A problem in NP: \(\{x : \exists y \text{ with } |y| \leq |x|^{O(1)}, B(x,y)\}\). In other words, YES-instances have some polynomial-length certificate \(y\).
A problem in coNP: \(\{x : \forall y \text{ with } |y| \leq |x|^{O(1)}, B(x,y)\}\). In other words, YES-instances require all possible polynomial-length certificates to satisfy \(B\).
Intuitively, problems in NP ask whether there
exists a string satisfying certain properties, whereas problems
in coNP ask whether all strings satisfy
certain properties. This comes from \(\neg
(\exists x: p(x)) \equiv \forall x: \neg p(x)\).
Let us consider the following example to further build intuition of the
relationship between NP and coNP. SAT
is a well-known problem in NP, which asks if a logical sentence \(S\) has a truth assignment which satisfies
it. Consider \(\neg S\). Verifying that
\(S\) is a tautology is equivalent to
checking that there is no valuation satisfying \(\neg S\). Consequently, TAUTOLOGY is the
complement of SAT but with a negated formula.

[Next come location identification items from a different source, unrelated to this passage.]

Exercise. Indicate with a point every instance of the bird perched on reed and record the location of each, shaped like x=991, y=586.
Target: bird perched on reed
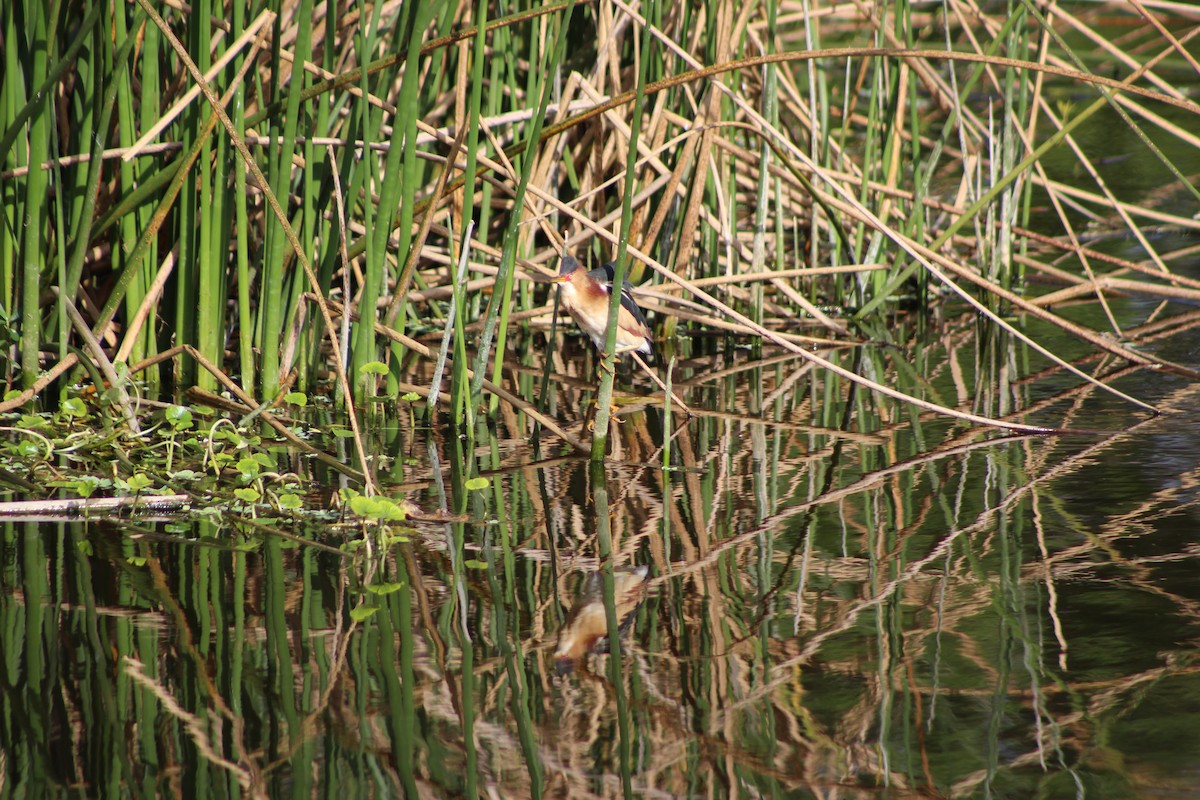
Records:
x=586, y=298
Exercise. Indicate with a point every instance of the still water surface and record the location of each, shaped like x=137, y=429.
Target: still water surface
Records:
x=828, y=595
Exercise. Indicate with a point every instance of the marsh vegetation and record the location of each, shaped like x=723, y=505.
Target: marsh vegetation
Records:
x=913, y=518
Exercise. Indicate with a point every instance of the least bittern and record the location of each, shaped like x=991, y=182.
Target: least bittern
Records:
x=586, y=298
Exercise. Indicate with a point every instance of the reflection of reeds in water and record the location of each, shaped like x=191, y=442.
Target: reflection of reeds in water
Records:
x=586, y=629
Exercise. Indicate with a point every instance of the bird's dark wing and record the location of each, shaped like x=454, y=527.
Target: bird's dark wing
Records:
x=605, y=275
x=568, y=265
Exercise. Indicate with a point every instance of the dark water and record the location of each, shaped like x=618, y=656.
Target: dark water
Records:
x=828, y=596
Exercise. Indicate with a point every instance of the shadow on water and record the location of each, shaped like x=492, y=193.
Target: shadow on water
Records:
x=804, y=590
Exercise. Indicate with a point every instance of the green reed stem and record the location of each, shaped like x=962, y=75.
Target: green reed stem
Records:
x=607, y=373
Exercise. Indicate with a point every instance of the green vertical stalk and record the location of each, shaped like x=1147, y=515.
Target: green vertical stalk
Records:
x=400, y=182
x=609, y=589
x=275, y=283
x=36, y=200
x=604, y=395
x=501, y=301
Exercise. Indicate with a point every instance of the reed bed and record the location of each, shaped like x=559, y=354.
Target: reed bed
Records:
x=256, y=182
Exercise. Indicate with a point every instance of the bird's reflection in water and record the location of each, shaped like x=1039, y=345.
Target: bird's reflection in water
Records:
x=587, y=627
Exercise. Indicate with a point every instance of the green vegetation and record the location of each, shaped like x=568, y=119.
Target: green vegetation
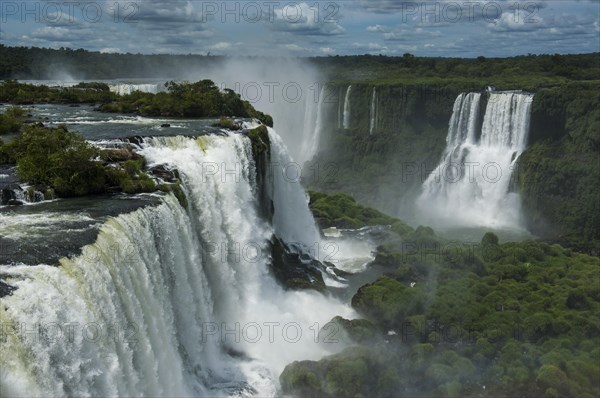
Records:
x=11, y=120
x=191, y=100
x=342, y=211
x=560, y=170
x=56, y=160
x=200, y=99
x=26, y=94
x=529, y=72
x=521, y=319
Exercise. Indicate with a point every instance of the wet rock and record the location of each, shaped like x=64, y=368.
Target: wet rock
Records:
x=164, y=174
x=136, y=139
x=11, y=193
x=295, y=270
x=119, y=155
x=6, y=289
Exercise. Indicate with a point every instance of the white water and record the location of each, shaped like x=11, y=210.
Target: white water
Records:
x=373, y=113
x=346, y=123
x=126, y=318
x=470, y=186
x=313, y=126
x=128, y=88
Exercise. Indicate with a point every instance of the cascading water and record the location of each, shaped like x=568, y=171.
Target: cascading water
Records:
x=170, y=301
x=470, y=186
x=313, y=125
x=127, y=88
x=346, y=123
x=373, y=113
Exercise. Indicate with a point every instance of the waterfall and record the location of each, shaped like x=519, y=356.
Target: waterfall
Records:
x=470, y=186
x=292, y=219
x=373, y=114
x=169, y=301
x=313, y=126
x=128, y=88
x=346, y=124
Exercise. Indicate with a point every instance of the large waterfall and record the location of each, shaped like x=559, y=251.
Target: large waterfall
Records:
x=373, y=112
x=171, y=301
x=313, y=126
x=471, y=185
x=128, y=88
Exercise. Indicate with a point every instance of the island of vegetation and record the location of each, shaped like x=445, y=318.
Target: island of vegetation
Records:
x=452, y=319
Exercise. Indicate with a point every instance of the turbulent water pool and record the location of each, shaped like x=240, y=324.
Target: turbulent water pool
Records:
x=134, y=295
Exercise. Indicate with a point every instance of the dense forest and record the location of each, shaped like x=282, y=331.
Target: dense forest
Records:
x=450, y=319
x=40, y=63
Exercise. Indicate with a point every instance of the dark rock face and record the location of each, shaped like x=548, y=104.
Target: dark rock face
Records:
x=6, y=289
x=295, y=270
x=164, y=173
x=8, y=195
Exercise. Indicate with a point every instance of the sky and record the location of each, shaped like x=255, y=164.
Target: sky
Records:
x=445, y=28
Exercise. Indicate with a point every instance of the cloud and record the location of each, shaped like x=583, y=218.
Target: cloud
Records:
x=378, y=28
x=56, y=33
x=302, y=19
x=110, y=50
x=519, y=21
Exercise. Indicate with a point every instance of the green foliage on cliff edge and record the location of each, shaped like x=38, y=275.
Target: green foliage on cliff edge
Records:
x=560, y=170
x=521, y=319
x=199, y=99
x=58, y=159
x=342, y=211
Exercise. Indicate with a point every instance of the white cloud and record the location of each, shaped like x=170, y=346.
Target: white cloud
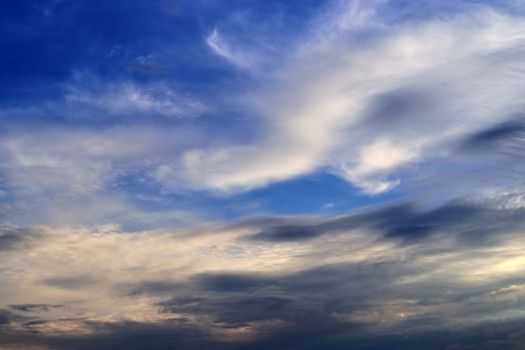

Hence, TAUTOLOGY \(\in\) coNP.
We now introduce the following notation: \(\sum_{1}^{P} = \textbf{NP}\) and \(\Pi_{1}^{P} = \textbf{coNP}\).
The polynomial hierarchy (PH) contains \(\sum_{k}^{P}\) and \(\Pi_{k}^{P}\) for \(k \geq 1\) and is defined recursively as:
\[\begin{align*}
\sum_{k+1}^{P} := \exists^P\Pi_{k}^{P}
\\ \Pi_{k+1}^{P} := \forall^P\sum_{k}^{P}
\end{align*}\] The classes of the polynomial hierarchy can be
interpreted in the context of games, where languages in \(\Sigma_i\) ask if there exists a winning
strategy for \(\frac{i}{2}\) rounds for
player 1. Conversely, languages in \(\Pi_i\) can be interpreted as asking about
winning strategies for the second player.
If a PH-complete language exists, then there exists an \(i\) such that the polynomial hierarchy
collapses to the \(i\)th level.